How we cite our quotes: (Chapter.Paragraph)
Quote #1
Joy. If all business days were like this ... but it was more than business, the success of his store. It was a chance to meet a young Japanese couple socially, on a basis of acceptance of him as a man rather than him as a yank or, at best, a tradesman who sold art objects. Yes, these new young people, of the rising generation, who did not remember the days before the war or even the war itself—they were the hope of the world. Place difference did not have the significance for them. (1.33)
It's kind of hilarious to have Childan thinking about it this way. Here's a guy who tends to stereotype the Japanese, and here he is wanting to be treated as an individual, not a member of the "yank" group. He even expresses a hope that there might be some future social unity among them all. This feeling doesn't survive Chapter 7.
Quote #2
With a large folder of bills-of-lading under his arm, Mr. Ramsey appeared. Young, smiling, he advanced, wearing the natty U.S. Midwest Plains string tie, checkered shirt and tight beltless blue jeans considered so high-place among the style-conscious of the day. "Howdy, Mr. Tagomi," he said. "Right nice day, sir." (2.19)

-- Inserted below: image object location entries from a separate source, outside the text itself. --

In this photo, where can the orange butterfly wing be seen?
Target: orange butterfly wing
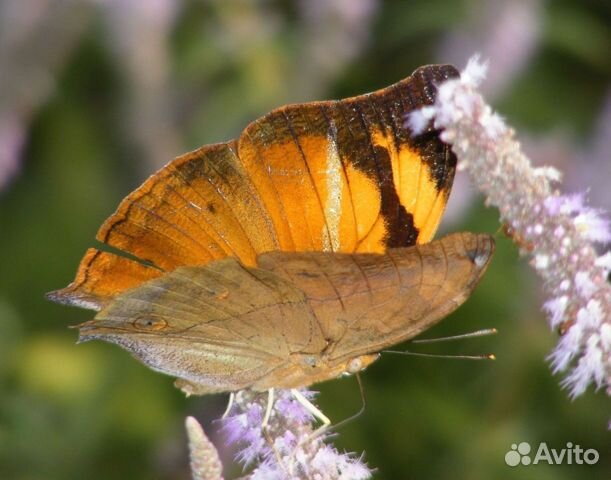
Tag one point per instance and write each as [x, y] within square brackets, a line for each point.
[335, 176]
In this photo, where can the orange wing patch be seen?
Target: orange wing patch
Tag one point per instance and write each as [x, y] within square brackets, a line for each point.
[101, 276]
[342, 176]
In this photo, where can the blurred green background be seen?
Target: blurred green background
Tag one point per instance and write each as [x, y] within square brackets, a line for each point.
[96, 95]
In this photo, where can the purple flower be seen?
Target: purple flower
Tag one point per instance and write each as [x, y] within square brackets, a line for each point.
[289, 446]
[556, 230]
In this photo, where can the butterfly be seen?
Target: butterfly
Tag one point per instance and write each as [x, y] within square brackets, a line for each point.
[290, 255]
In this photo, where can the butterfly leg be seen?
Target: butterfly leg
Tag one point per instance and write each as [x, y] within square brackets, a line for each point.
[310, 407]
[268, 409]
[229, 404]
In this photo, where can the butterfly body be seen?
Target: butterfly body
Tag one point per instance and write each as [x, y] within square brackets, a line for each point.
[290, 255]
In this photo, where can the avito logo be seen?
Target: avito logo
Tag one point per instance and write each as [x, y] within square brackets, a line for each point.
[571, 454]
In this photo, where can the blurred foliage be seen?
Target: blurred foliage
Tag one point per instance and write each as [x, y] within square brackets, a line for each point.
[90, 411]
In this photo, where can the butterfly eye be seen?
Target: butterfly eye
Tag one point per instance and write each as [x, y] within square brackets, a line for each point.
[355, 365]
[310, 361]
[148, 323]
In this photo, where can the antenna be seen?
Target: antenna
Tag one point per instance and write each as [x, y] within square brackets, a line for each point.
[478, 333]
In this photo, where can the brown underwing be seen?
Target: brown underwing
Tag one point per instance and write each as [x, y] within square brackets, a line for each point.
[295, 319]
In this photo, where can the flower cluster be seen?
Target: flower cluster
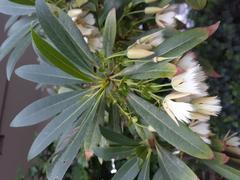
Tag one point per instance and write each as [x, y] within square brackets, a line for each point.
[190, 103]
[85, 22]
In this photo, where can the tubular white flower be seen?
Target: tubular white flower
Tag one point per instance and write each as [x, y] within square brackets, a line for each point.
[85, 22]
[207, 105]
[178, 111]
[202, 129]
[191, 81]
[232, 140]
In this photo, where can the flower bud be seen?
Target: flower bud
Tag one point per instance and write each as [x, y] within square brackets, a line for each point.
[135, 53]
[152, 10]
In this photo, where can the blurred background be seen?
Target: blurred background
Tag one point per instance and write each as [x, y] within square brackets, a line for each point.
[220, 56]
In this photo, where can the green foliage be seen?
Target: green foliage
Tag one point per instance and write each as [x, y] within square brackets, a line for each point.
[109, 104]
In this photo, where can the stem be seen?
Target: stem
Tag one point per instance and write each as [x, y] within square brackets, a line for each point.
[122, 53]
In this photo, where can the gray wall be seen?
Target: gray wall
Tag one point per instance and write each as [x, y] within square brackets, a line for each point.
[14, 95]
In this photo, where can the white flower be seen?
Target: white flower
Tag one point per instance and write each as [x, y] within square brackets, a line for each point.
[166, 17]
[178, 111]
[191, 81]
[207, 105]
[85, 22]
[232, 140]
[202, 129]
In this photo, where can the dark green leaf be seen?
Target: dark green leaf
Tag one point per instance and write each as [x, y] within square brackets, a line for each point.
[65, 36]
[179, 136]
[109, 33]
[11, 8]
[182, 42]
[117, 138]
[173, 168]
[58, 125]
[46, 75]
[56, 58]
[45, 108]
[24, 2]
[65, 159]
[197, 4]
[128, 171]
[224, 170]
[118, 152]
[13, 40]
[16, 54]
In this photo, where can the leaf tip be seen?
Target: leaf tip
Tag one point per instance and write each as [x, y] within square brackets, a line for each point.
[213, 28]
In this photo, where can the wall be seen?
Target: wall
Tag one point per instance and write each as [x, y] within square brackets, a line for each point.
[14, 95]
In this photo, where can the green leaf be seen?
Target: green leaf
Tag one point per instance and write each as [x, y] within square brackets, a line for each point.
[45, 108]
[182, 42]
[118, 152]
[93, 136]
[117, 138]
[16, 54]
[109, 33]
[65, 159]
[110, 4]
[145, 171]
[173, 168]
[24, 2]
[65, 36]
[10, 8]
[56, 58]
[224, 170]
[150, 70]
[197, 4]
[128, 171]
[179, 136]
[46, 75]
[158, 175]
[58, 125]
[13, 40]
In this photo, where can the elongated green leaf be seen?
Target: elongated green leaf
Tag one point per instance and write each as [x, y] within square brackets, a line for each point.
[16, 54]
[24, 2]
[197, 4]
[56, 58]
[93, 136]
[65, 36]
[119, 152]
[158, 175]
[182, 42]
[62, 163]
[224, 170]
[55, 128]
[11, 8]
[173, 168]
[179, 136]
[12, 40]
[150, 70]
[10, 22]
[117, 138]
[109, 33]
[46, 75]
[45, 108]
[128, 171]
[145, 171]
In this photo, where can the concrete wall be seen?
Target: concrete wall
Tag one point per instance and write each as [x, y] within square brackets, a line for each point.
[14, 95]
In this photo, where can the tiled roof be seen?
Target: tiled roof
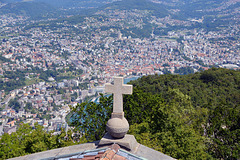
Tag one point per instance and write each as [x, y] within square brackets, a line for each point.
[114, 152]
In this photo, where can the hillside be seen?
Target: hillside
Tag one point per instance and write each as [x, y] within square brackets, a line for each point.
[31, 9]
[195, 115]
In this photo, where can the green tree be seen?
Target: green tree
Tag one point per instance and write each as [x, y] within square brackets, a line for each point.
[90, 118]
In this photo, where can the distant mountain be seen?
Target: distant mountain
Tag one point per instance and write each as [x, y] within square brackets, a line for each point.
[158, 9]
[32, 9]
[197, 8]
[75, 3]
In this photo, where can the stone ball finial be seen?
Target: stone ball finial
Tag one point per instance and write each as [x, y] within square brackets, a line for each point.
[117, 127]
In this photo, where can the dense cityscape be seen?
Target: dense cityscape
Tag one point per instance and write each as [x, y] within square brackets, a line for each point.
[58, 63]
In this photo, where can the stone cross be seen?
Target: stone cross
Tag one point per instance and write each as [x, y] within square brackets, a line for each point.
[118, 89]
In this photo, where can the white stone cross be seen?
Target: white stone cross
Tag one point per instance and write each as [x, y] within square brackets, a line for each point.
[118, 89]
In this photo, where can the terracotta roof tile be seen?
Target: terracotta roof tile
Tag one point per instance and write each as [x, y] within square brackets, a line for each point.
[114, 152]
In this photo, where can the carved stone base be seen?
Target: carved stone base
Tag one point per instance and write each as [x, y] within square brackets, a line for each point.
[117, 126]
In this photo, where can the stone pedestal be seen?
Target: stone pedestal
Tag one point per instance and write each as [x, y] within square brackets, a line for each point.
[117, 126]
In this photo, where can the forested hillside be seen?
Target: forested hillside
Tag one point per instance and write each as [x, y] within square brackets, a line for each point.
[194, 116]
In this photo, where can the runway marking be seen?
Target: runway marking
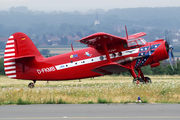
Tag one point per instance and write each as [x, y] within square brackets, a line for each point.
[90, 117]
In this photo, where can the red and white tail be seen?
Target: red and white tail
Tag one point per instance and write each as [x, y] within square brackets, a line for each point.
[19, 46]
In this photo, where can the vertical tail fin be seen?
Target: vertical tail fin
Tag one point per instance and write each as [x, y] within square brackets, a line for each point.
[19, 46]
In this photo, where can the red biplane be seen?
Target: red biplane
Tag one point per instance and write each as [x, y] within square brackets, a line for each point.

Can we all agree that Ramsey is laying it on a little thick here? As he notes later, he has kept up his ties with "native ethnic patterns" (2.27). But it kind of sounds to us as if he's copying the "high-place" Japanese who are copying American styles.
Quote #3
Was he absolutely properly dressed to enter the Nippon Times Building? Possibly he would faint in the high-speed elevator. But he had motion-illness tablets with him, a German compound. The various modes of address... he knew them. Whom to treat politely, whom rudely. Be brusque with the doorman, elevator operator, receptionist, guide, any janitorial person. Bow to any Japanese, of course, even if it obliged him to bow hundreds of times. But the pinocs. Nebulous area. Bow, but look straight through them as if they did not exist. Did that cover every situation, then? (2.51)
Childan is obsessed with social standing. (Remember in "Themes: Power" how he freaked out when Tagomi mispronounced his name?) Thanks to the POV (thanks, POV), we get a first-row seat to Childan's careful consideration of all the different social situations he might face. That's a guy who is dedicated to society's rules.